Wide-spread imports always pose a potential challenge to companies. Some industry-based interest groups have forecasted job and profit losses in their respective fields as a result of the partnership. United Steelworkers and the Canadian Vehicle Manufacturers’ Association have been vocal in their opposition to the CPTPP. An influx of new entrants will necessitate the need for all companies reevaluate the competitive landscape in which they operate. Larger firms can anticipate and adjust for these changes but small to medium enterprises may bear an unexpected shock. If competitive intelligence is done in-house, it is often under purview of the marketing department. Undoubtedly, those employed in this department should be vigilant to the shifting economic terrain. Companies such as M-Brain that provide market research and competitive intelligence services will likely grow in demand. Businesses may not be directly impacted by new rivals but the availability of cheaper input materials may result in a lower cost of production for their competitors. Vendor research should be a priority for companies in the upcoming months.
Despite the potential effect imports can have on domestic business, most experts praise the CPTPP as being a net positive for Canada. Moreover, the changes will be gradual and not drastic.
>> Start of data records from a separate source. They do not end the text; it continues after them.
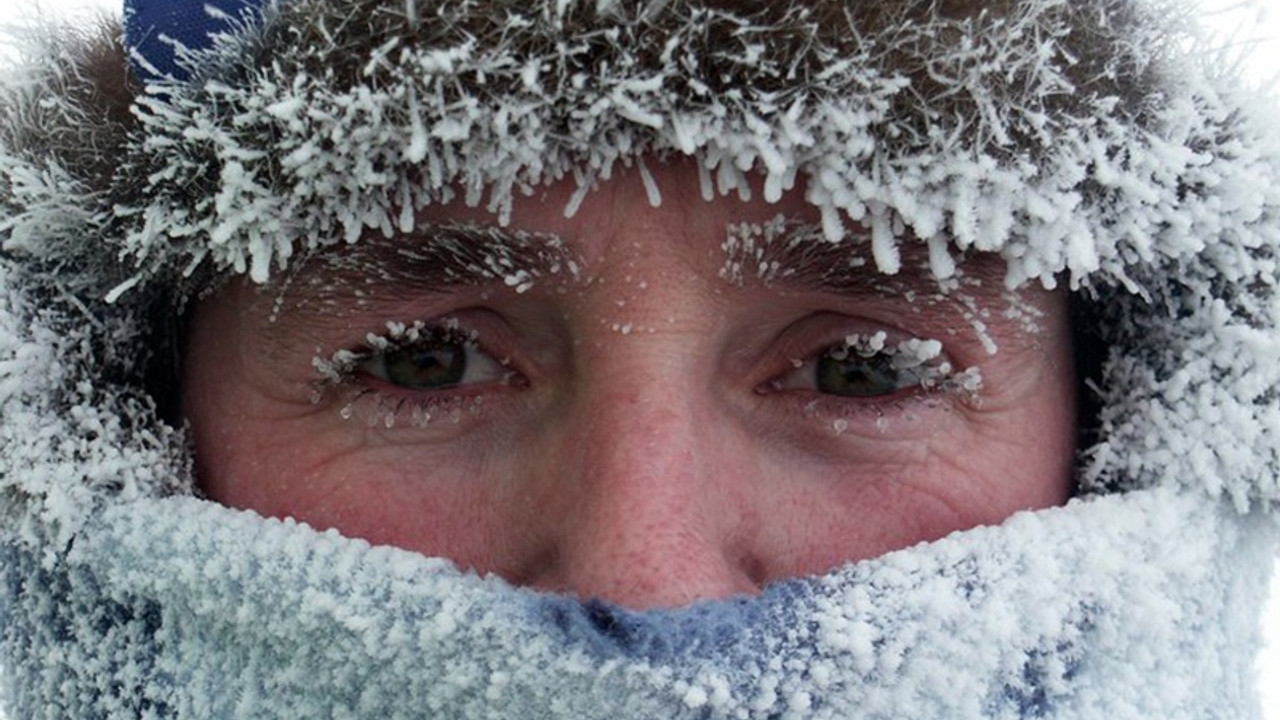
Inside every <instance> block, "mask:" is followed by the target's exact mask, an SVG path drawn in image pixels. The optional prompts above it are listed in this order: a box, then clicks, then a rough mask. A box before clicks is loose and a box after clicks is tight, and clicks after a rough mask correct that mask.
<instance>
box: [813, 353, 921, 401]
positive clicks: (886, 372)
mask: <svg viewBox="0 0 1280 720" xmlns="http://www.w3.org/2000/svg"><path fill="white" fill-rule="evenodd" d="M814 374H815V378H814V379H815V384H817V389H818V392H822V393H826V395H838V396H841V397H879V396H884V395H892V393H895V392H897V391H899V389H900V388H901V387H902V377H901V375H900V373H899V372H897V370H896V369H893V363H892V357H890V356H887V355H881V354H877V355H873V356H870V357H860V356H859V355H858V354H855V352H850V354H849V355H847V356H846V357H840V359H837V357H832V356H831V355H824V356H822V357H820V359H819V360H818V366H817V368H815V369H814Z"/></svg>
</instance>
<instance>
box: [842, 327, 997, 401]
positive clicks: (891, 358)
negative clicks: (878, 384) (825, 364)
mask: <svg viewBox="0 0 1280 720" xmlns="http://www.w3.org/2000/svg"><path fill="white" fill-rule="evenodd" d="M851 354H852V355H856V356H858V357H864V359H870V357H877V356H879V357H887V359H888V361H890V368H892V369H893V370H896V372H899V373H901V374H902V375H904V378H905V379H908V380H909V382H911V383H914V384H918V386H919V387H922V388H924V389H940V391H943V392H954V393H957V395H964V396H966V397H969V398H970V400H974V398H977V395H978V392H979V391H980V389H982V370H980V369H979V368H978V366H972V368H966V369H964V370H956V369H955V366H954V365H951V363H948V361H946V360H938V357H940V356H941V355H942V343H941V342H940V341H937V340H923V338H914V337H913V338H908V340H904V341H901V342H897V343H896V345H890V343H888V333H886V332H883V331H881V332H876V333H870V334H860V333H854V334H850V336H846V337H845V342H844V345H842V346H837V347H835V348H832V350H829V351H828V352H827V356H828V357H832V359H835V360H844V359H846V357H849V356H850V355H851Z"/></svg>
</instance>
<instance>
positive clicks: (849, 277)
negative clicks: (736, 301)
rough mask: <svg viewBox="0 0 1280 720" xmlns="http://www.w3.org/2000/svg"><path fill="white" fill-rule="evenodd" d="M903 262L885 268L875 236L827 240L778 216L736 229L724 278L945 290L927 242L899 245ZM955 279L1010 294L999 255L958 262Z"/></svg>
mask: <svg viewBox="0 0 1280 720" xmlns="http://www.w3.org/2000/svg"><path fill="white" fill-rule="evenodd" d="M899 252H900V255H901V264H900V269H899V272H896V273H893V274H888V273H884V272H882V270H879V269H878V268H877V265H876V261H874V259H873V258H872V250H870V234H869V232H868V233H865V234H856V233H850V236H847V237H846V238H845V240H841V241H837V242H832V241H831V240H827V237H826V234H824V233H823V229H822V227H820V225H818V224H810V223H803V222H795V220H787V219H783V218H778V219H776V220H773V222H771V223H767V224H764V225H750V224H737V225H731V227H730V232H728V238H727V240H726V243H724V255H726V261H724V268H723V269H722V270H721V277H723V278H724V279H727V281H728V282H731V283H732V284H739V286H744V284H746V283H750V282H759V283H763V284H765V286H769V287H781V288H787V290H797V291H814V292H829V293H835V295H851V296H865V295H873V293H884V292H892V291H895V290H901V288H913V287H914V288H929V290H941V287H942V283H945V282H946V281H945V279H943V278H940V277H938V275H937V274H936V273H934V270H933V268H932V264H931V256H929V249H928V246H927V245H925V243H924V242H911V241H909V240H908V241H902V242H900V243H899ZM952 260H954V261H955V264H956V274H955V279H956V281H957V282H960V281H963V283H964V284H965V286H969V287H973V288H978V287H991V288H992V290H993V291H995V292H1000V291H1002V290H1004V282H1002V278H1004V263H1000V261H993V260H996V258H995V256H983V258H980V259H975V258H965V256H964V255H961V256H959V258H956V256H954V255H952Z"/></svg>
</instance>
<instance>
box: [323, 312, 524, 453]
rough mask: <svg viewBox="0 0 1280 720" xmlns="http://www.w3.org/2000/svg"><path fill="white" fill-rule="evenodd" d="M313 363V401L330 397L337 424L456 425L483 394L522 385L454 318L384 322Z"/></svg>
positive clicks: (469, 411) (392, 427)
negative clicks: (351, 419)
mask: <svg viewBox="0 0 1280 720" xmlns="http://www.w3.org/2000/svg"><path fill="white" fill-rule="evenodd" d="M312 365H314V366H315V369H316V370H317V372H319V374H320V377H321V380H320V384H319V387H317V392H316V396H315V397H316V398H317V401H323V398H324V397H335V398H338V400H340V410H339V415H340V416H342V419H344V420H351V419H361V418H362V419H365V420H366V421H367V424H369V425H370V427H374V425H381V427H385V428H388V429H390V428H394V427H398V425H410V427H419V428H425V427H426V425H429V424H435V423H436V421H438V420H442V419H448V420H452V424H458V423H460V421H461V420H462V419H463V418H465V416H468V415H470V414H475V413H477V411H479V409H480V405H481V402H483V400H484V396H485V395H490V393H495V392H498V391H500V389H509V388H512V387H520V379H521V375H520V374H518V373H517V372H515V370H512V369H511V368H508V365H507V363H506V360H504V359H503V360H499V359H498V357H495V356H494V355H493V354H492V352H489V351H488V350H485V347H484V346H483V345H481V342H480V340H479V333H476V332H474V331H465V329H462V328H461V327H460V324H458V322H457V320H456V319H444V320H438V322H428V323H422V322H416V323H412V324H408V325H406V324H402V323H388V324H387V329H385V332H380V333H369V334H367V336H366V337H365V340H364V342H361V343H360V345H358V346H357V347H355V348H348V350H339V351H337V352H334V354H333V356H332V357H329V359H320V357H316V359H315V360H314V361H312Z"/></svg>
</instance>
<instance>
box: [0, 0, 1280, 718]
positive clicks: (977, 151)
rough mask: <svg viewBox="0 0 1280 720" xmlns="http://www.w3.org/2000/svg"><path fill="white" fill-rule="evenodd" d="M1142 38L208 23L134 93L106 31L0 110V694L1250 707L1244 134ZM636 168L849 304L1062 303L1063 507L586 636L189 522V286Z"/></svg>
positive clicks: (1008, 10) (806, 710) (475, 699)
mask: <svg viewBox="0 0 1280 720" xmlns="http://www.w3.org/2000/svg"><path fill="white" fill-rule="evenodd" d="M1185 22H1187V9H1185V6H1184V4H1181V3H1174V1H1165V0H1149V1H1137V0H1083V1H1082V0H1071V1H1068V0H1021V1H1014V0H1010V1H1000V3H987V4H983V9H982V10H975V9H974V8H973V4H972V3H966V1H961V0H932V1H924V0H906V1H902V3H896V4H886V3H865V4H863V3H819V4H813V5H810V4H803V3H794V4H792V3H762V4H736V3H714V1H695V0H669V1H660V0H659V1H630V0H612V1H611V0H594V1H588V0H536V1H532V3H530V1H525V3H507V1H506V0H497V1H484V3H481V1H479V0H458V1H449V3H443V1H442V3H436V1H428V0H419V1H416V3H415V1H410V3H388V1H384V0H355V1H349V3H340V1H333V0H292V1H280V3H271V4H268V5H266V6H265V8H264V9H262V12H261V14H256V13H255V14H252V15H246V17H243V18H241V17H227V18H224V23H223V24H224V28H225V32H224V33H223V35H218V36H216V37H215V40H214V41H212V42H211V44H210V45H209V46H207V47H195V49H184V47H179V49H178V51H177V56H178V64H177V65H174V67H157V65H156V64H154V63H151V64H148V61H147V58H145V56H141V55H134V58H133V60H134V63H136V64H137V65H138V69H140V73H138V74H140V76H143V77H147V78H148V79H147V82H146V83H145V86H143V85H142V83H140V82H138V81H136V79H133V78H131V77H129V76H128V74H127V64H125V61H124V54H123V53H122V51H120V50H119V46H118V45H116V41H115V38H114V37H109V38H105V40H104V38H99V37H84V36H81V35H74V33H67V32H61V33H51V35H50V36H49V37H47V38H46V40H44V41H41V42H38V44H37V45H38V47H35V49H33V55H32V61H31V63H29V64H27V65H26V67H23V68H19V69H17V70H14V72H12V73H10V74H9V76H8V78H6V79H5V85H4V88H3V94H4V95H3V97H0V113H3V115H4V119H3V122H0V167H3V169H4V173H3V174H0V237H3V254H0V509H3V516H4V525H3V533H0V534H3V539H4V546H5V547H6V548H8V550H6V555H5V557H6V560H5V562H4V573H5V583H6V589H5V593H6V597H5V598H4V602H5V607H6V610H5V618H4V620H5V635H4V639H5V651H6V653H8V657H6V659H5V662H4V665H5V667H6V669H9V670H10V676H9V689H8V691H6V693H5V697H6V700H8V701H9V702H10V703H12V705H13V710H15V711H17V712H18V715H19V716H26V715H36V714H38V712H37V708H41V711H46V712H49V714H50V715H51V716H60V715H68V716H77V717H79V716H111V717H115V716H169V715H177V716H210V715H233V714H234V715H250V716H271V715H287V712H285V710H283V707H287V706H282V705H279V702H282V701H285V702H292V703H294V705H293V707H302V708H305V710H303V711H302V715H311V714H314V715H328V716H334V715H342V714H344V712H346V714H349V715H353V716H356V715H358V716H365V715H369V716H429V715H435V714H439V715H445V716H457V717H489V716H548V717H549V716H573V717H591V716H600V717H604V716H608V717H631V716H635V717H645V716H650V717H653V716H690V717H783V716H796V717H799V716H809V715H813V716H833V717H852V716H865V717H895V716H934V717H979V716H1009V717H1015V716H1079V717H1089V716H1103V715H1105V716H1111V717H1144V716H1164V717H1178V716H1185V717H1206V716H1224V717H1239V716H1248V714H1249V712H1256V710H1257V708H1256V702H1254V701H1253V700H1252V693H1251V691H1249V683H1251V680H1249V678H1248V675H1249V673H1251V671H1252V670H1251V662H1252V647H1253V642H1254V641H1253V639H1252V635H1253V632H1254V630H1256V628H1254V625H1256V619H1257V612H1258V607H1260V606H1261V602H1262V598H1263V594H1265V585H1266V575H1267V573H1268V564H1270V556H1271V553H1272V552H1274V548H1275V543H1274V541H1275V534H1276V521H1275V516H1276V509H1277V505H1280V396H1277V392H1276V389H1275V388H1277V387H1280V363H1276V357H1280V332H1277V329H1276V324H1277V319H1280V299H1277V296H1276V283H1277V278H1280V274H1277V256H1276V254H1277V250H1280V184H1276V182H1275V181H1276V174H1277V170H1280V163H1277V161H1280V146H1277V145H1276V142H1275V138H1276V133H1275V131H1274V129H1271V128H1272V126H1274V123H1272V122H1271V119H1270V118H1268V117H1267V113H1271V111H1272V108H1271V106H1270V105H1260V104H1257V102H1256V101H1254V100H1252V99H1251V97H1249V96H1248V94H1245V92H1244V90H1243V88H1240V87H1239V86H1238V85H1236V83H1235V82H1234V81H1233V79H1231V78H1230V77H1228V76H1226V74H1224V73H1222V72H1220V70H1219V69H1217V68H1216V67H1215V65H1213V63H1212V59H1211V55H1212V54H1210V53H1203V51H1193V50H1189V49H1192V47H1196V45H1194V44H1196V36H1194V31H1193V29H1192V26H1189V24H1185ZM677 156H678V158H691V159H694V160H695V161H696V164H698V167H699V168H700V172H701V173H703V178H704V187H703V190H704V195H705V196H708V197H712V196H714V195H717V193H731V192H735V193H740V192H746V191H748V181H746V178H748V177H749V176H751V174H756V176H759V177H762V178H763V187H764V191H763V192H764V196H765V200H769V201H773V200H777V199H778V197H780V196H781V193H782V192H783V191H786V190H791V188H803V190H804V192H805V196H806V199H808V201H809V202H810V204H812V205H813V206H814V208H817V209H818V211H819V213H820V217H822V219H823V223H822V229H823V233H824V234H826V237H827V240H829V241H831V242H863V243H867V245H868V246H869V247H870V254H872V256H873V259H874V264H876V268H877V270H879V272H882V273H888V274H891V273H895V272H897V270H899V265H900V251H901V249H902V246H904V245H905V243H924V245H927V247H928V251H929V258H931V266H932V270H933V273H934V275H937V277H938V278H940V279H945V278H947V277H950V275H952V274H954V273H955V272H956V270H955V268H956V259H959V258H963V256H964V255H965V254H973V252H993V254H998V255H1000V256H1002V258H1004V259H1005V260H1006V275H1005V282H1006V283H1007V284H1009V286H1010V287H1015V286H1021V284H1025V283H1032V282H1038V283H1043V284H1048V286H1052V284H1055V283H1060V282H1066V283H1069V284H1070V287H1071V288H1073V290H1074V292H1075V293H1076V296H1078V300H1079V301H1078V305H1079V307H1080V310H1079V316H1078V319H1076V331H1078V333H1079V336H1080V338H1084V342H1085V343H1087V345H1088V346H1091V347H1102V348H1105V352H1103V354H1102V356H1101V357H1100V359H1098V361H1097V366H1096V368H1093V370H1096V373H1094V377H1091V378H1089V379H1088V384H1089V389H1091V392H1092V393H1093V405H1096V413H1093V414H1092V416H1091V418H1089V419H1088V423H1087V425H1088V427H1087V432H1085V436H1087V441H1085V443H1084V447H1083V448H1082V460H1080V465H1079V475H1078V479H1079V483H1078V484H1079V500H1076V501H1073V503H1071V505H1070V506H1068V507H1065V509H1057V510H1050V511H1043V512H1036V514H1027V515H1020V516H1016V518H1014V519H1011V520H1010V521H1009V523H1007V524H1005V525H1002V527H1000V528H979V529H975V530H969V532H964V533H957V534H956V536H954V537H952V538H947V539H946V541H941V542H938V543H929V544H927V546H922V547H918V548H911V550H906V551H901V552H897V553H891V555H890V556H886V557H883V559H877V560H872V561H865V562H859V564H852V565H850V566H847V568H845V569H841V570H837V571H835V573H832V574H829V575H827V577H822V578H808V579H800V580H795V582H788V583H782V584H780V585H777V587H774V588H771V591H769V592H767V593H765V594H764V596H762V597H760V598H754V600H750V601H732V602H719V603H708V605H705V606H698V607H695V609H690V610H689V611H676V612H657V614H630V612H626V611H622V610H618V609H609V607H600V606H598V605H591V603H588V605H582V603H577V602H576V601H572V600H570V598H557V597H547V596H539V594H536V593H531V592H526V591H520V589H513V588H509V587H506V585H504V584H503V583H500V582H497V580H485V579H477V578H471V577H466V575H463V574H460V573H457V571H456V570H453V569H452V568H449V566H448V565H447V564H440V562H438V561H433V560H428V559H422V557H420V556H413V555H411V553H404V552H399V551H392V550H387V548H369V547H367V546H365V544H362V543H360V542H357V541H349V539H346V538H338V537H334V536H333V534H319V533H314V532H312V530H310V529H307V528H305V527H300V525H294V524H291V523H275V521H268V520H261V519H257V518H253V516H248V515H247V514H238V512H233V511H229V510H225V509H221V507H216V506H212V505H211V503H209V502H204V501H200V500H193V498H192V497H191V496H195V495H196V491H195V489H193V488H195V483H193V479H192V471H191V461H189V456H191V455H189V448H188V447H187V446H186V439H184V436H183V432H182V428H180V425H179V424H177V423H175V421H173V419H172V409H170V407H168V405H166V391H165V387H166V383H169V389H168V393H169V395H172V378H169V377H166V375H165V368H169V366H172V365H173V363H172V357H170V354H172V352H173V350H172V348H173V342H174V336H175V333H177V332H178V331H177V329H175V322H174V320H173V318H174V315H175V314H178V313H180V309H182V306H183V302H184V301H186V300H187V299H188V296H189V295H191V293H192V292H195V291H196V290H197V288H200V287H201V286H202V284H204V283H205V282H206V281H207V278H210V277H219V275H225V274H247V275H248V277H251V278H252V279H253V281H257V282H264V283H265V282H269V281H270V279H271V278H273V277H276V275H279V274H280V273H283V272H285V270H287V268H288V266H289V263H291V259H293V258H296V256H300V255H306V254H311V252H323V251H324V249H325V247H330V246H335V245H339V243H349V242H357V241H358V240H360V238H361V237H364V236H366V234H367V233H369V232H383V233H387V234H392V233H394V232H397V231H401V232H406V231H410V229H412V225H413V223H415V217H416V211H419V210H421V209H422V208H426V206H430V205H433V204H439V202H445V201H449V200H453V199H454V197H457V196H460V197H462V199H463V200H465V201H466V202H468V204H471V205H477V206H484V208H486V209H488V210H490V211H492V213H493V214H494V215H495V218H497V219H498V220H499V222H507V220H508V219H509V209H511V202H512V199H513V197H515V196H518V195H522V193H531V192H534V191H536V190H538V188H540V187H543V186H545V184H548V183H552V182H556V181H559V179H563V178H572V181H573V182H576V183H577V186H579V187H580V188H581V191H580V193H579V196H577V199H581V196H582V195H585V193H588V192H590V191H591V188H593V186H594V184H595V183H596V182H598V181H600V179H604V178H608V177H611V174H612V173H614V172H618V169H621V168H627V167H637V168H639V169H640V172H641V173H644V172H645V168H644V163H645V161H655V160H654V159H662V158H677ZM572 210H573V208H572V206H571V208H568V209H567V211H572ZM756 260H758V259H756ZM749 266H750V265H749ZM760 268H762V270H760V272H762V273H765V272H767V270H765V269H764V266H763V265H760ZM748 272H754V270H751V269H749V270H748ZM175 309H177V310H178V311H175ZM335 565H337V566H339V568H342V569H340V570H334V569H333V568H334V566H335ZM326 568H328V569H326ZM300 598H301V600H300ZM280 607H287V609H291V612H293V615H291V618H292V619H291V618H282V616H279V612H280V611H279V609H280ZM228 609H232V610H230V612H228ZM1033 610H1034V611H1033ZM294 611H296V612H294ZM329 643H332V644H329ZM321 646H324V647H326V648H328V650H324V651H319V650H316V648H317V647H321ZM512 648H520V652H512ZM228 688H234V691H233V692H228ZM50 708H52V710H50Z"/></svg>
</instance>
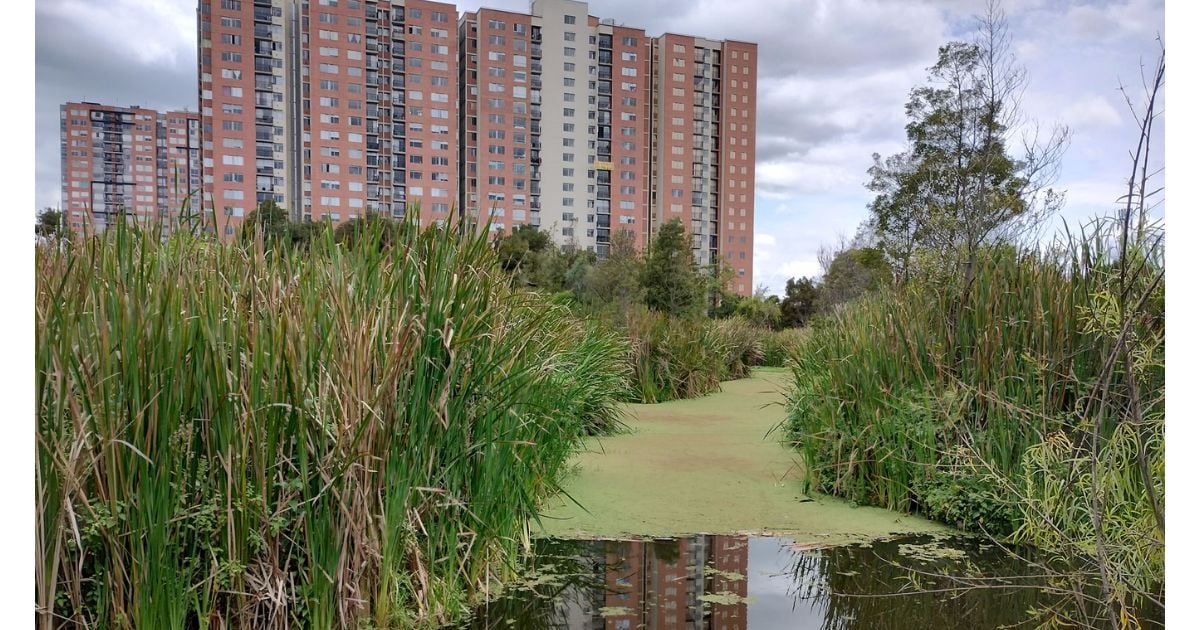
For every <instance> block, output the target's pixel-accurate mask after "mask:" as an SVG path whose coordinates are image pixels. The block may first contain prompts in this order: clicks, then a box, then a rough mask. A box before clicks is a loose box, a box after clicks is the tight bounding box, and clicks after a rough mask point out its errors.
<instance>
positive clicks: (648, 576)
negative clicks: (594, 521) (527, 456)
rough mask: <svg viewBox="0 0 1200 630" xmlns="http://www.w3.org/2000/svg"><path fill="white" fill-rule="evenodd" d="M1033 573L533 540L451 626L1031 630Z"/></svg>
mask: <svg viewBox="0 0 1200 630" xmlns="http://www.w3.org/2000/svg"><path fill="white" fill-rule="evenodd" d="M1036 575H1039V571H1038V570H1037V569H1034V568H1033V566H1031V565H1030V564H1028V563H1026V562H1025V560H1022V559H1020V558H1018V557H1015V556H1014V554H1012V553H1009V552H1007V551H1004V548H1002V547H1000V546H996V545H992V544H991V542H989V541H986V540H984V539H978V538H972V536H946V535H929V534H924V535H908V536H904V538H896V539H892V540H884V541H876V542H871V544H858V545H846V546H834V547H824V548H811V547H804V546H800V545H797V544H794V542H793V541H792V540H790V539H786V538H773V536H728V535H694V536H683V538H671V539H656V540H564V539H542V540H536V541H535V544H534V553H533V556H532V557H530V558H529V562H528V565H527V568H526V572H524V575H523V576H522V578H521V580H520V581H518V582H517V583H516V584H515V586H514V587H512V588H510V589H508V590H506V593H505V594H504V595H502V596H500V598H497V599H494V600H493V601H491V602H490V604H487V605H485V606H481V607H479V608H478V610H476V611H475V613H474V616H473V617H472V618H470V619H469V620H468V622H466V623H463V624H462V625H460V626H458V628H461V629H509V628H515V629H521V630H527V629H528V630H541V629H569V630H583V629H588V630H590V629H606V630H635V629H682V630H683V629H686V630H700V629H706V630H707V629H712V630H734V629H738V630H772V629H788V630H804V629H823V630H824V629H828V630H850V629H882V630H887V629H906V630H907V629H914V628H947V629H958V628H1033V626H1036V625H1037V624H1036V623H1033V622H1031V616H1030V612H1028V611H1031V610H1033V608H1036V607H1045V606H1048V605H1051V604H1054V602H1056V601H1060V600H1061V598H1058V596H1056V595H1054V594H1052V593H1050V592H1048V590H1045V589H1044V588H1043V587H1045V586H1046V583H1045V581H1044V578H1038V577H1031V576H1036ZM1148 620H1151V622H1153V620H1154V619H1148ZM1157 622H1158V623H1151V624H1148V626H1158V625H1160V623H1162V620H1160V619H1158V620H1157Z"/></svg>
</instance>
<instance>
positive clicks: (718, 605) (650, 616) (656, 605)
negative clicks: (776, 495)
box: [570, 536, 749, 630]
mask: <svg viewBox="0 0 1200 630" xmlns="http://www.w3.org/2000/svg"><path fill="white" fill-rule="evenodd" d="M598 545H601V546H602V547H604V563H602V564H604V566H605V576H604V577H605V588H604V589H596V590H595V592H594V604H595V605H594V606H593V607H592V610H580V611H578V612H580V613H581V620H586V624H583V625H574V624H572V625H570V628H572V629H575V628H589V629H601V628H602V629H605V630H632V629H636V628H644V629H647V630H653V629H668V628H670V629H689V630H691V629H696V630H700V629H704V630H745V628H746V605H745V598H746V568H748V564H749V544H748V541H746V539H745V538H744V536H690V538H680V539H674V540H655V541H648V542H643V541H605V542H599V544H598ZM704 595H715V599H716V600H715V601H708V602H706V601H704V600H703V599H702V598H703V596H704Z"/></svg>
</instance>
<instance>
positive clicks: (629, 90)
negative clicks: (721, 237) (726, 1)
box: [460, 0, 650, 256]
mask: <svg viewBox="0 0 1200 630" xmlns="http://www.w3.org/2000/svg"><path fill="white" fill-rule="evenodd" d="M460 40H461V42H462V43H461V46H462V47H463V114H464V134H463V138H462V146H463V154H462V155H463V173H464V178H466V179H464V185H463V193H462V194H463V196H462V199H461V200H460V204H461V206H462V208H463V211H464V214H466V215H467V216H468V217H470V220H472V221H473V222H475V223H478V224H480V226H488V220H490V218H491V223H490V228H491V229H493V230H502V229H505V228H511V227H515V226H518V224H532V226H536V227H540V228H541V229H542V230H545V232H547V233H550V235H551V238H552V239H553V240H554V241H556V242H557V244H558V245H562V246H574V247H578V248H586V250H590V251H594V252H596V253H598V254H600V256H605V254H606V253H607V248H608V246H610V244H611V241H612V238H613V234H614V233H616V232H617V230H620V229H624V230H628V232H629V233H630V234H631V235H632V239H634V245H635V246H637V247H642V246H643V245H644V242H646V239H647V236H648V223H647V221H646V217H647V215H646V209H647V208H648V200H649V170H650V169H649V145H650V137H649V106H650V103H649V52H650V49H649V42H650V40H649V38H648V37H647V36H646V31H644V30H642V29H635V28H628V26H619V25H617V24H616V23H614V20H612V19H599V18H596V17H594V16H589V14H588V5H587V4H586V2H578V1H574V0H534V1H533V2H530V12H529V13H514V12H506V11H496V10H490V8H481V10H479V11H478V12H473V13H464V14H463V17H462V19H460Z"/></svg>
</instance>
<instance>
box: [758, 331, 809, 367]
mask: <svg viewBox="0 0 1200 630" xmlns="http://www.w3.org/2000/svg"><path fill="white" fill-rule="evenodd" d="M761 335H762V365H764V366H767V367H786V366H787V365H788V364H790V362H791V361H792V360H793V358H794V355H796V353H797V352H799V349H800V344H802V343H804V340H806V338H808V335H809V329H806V328H785V329H784V330H762V331H761Z"/></svg>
Canada did have free trade agreements between some of the CPTPP countries prior to the agreement. Regardless, all Canadian companies will need to renew their competitive intelligence metrics. Domestic firms should use all means available to collect information on new entrants to their industry. With enough creativity, companies may even be able to pivot a threat to their customer base into a profitable opportunity.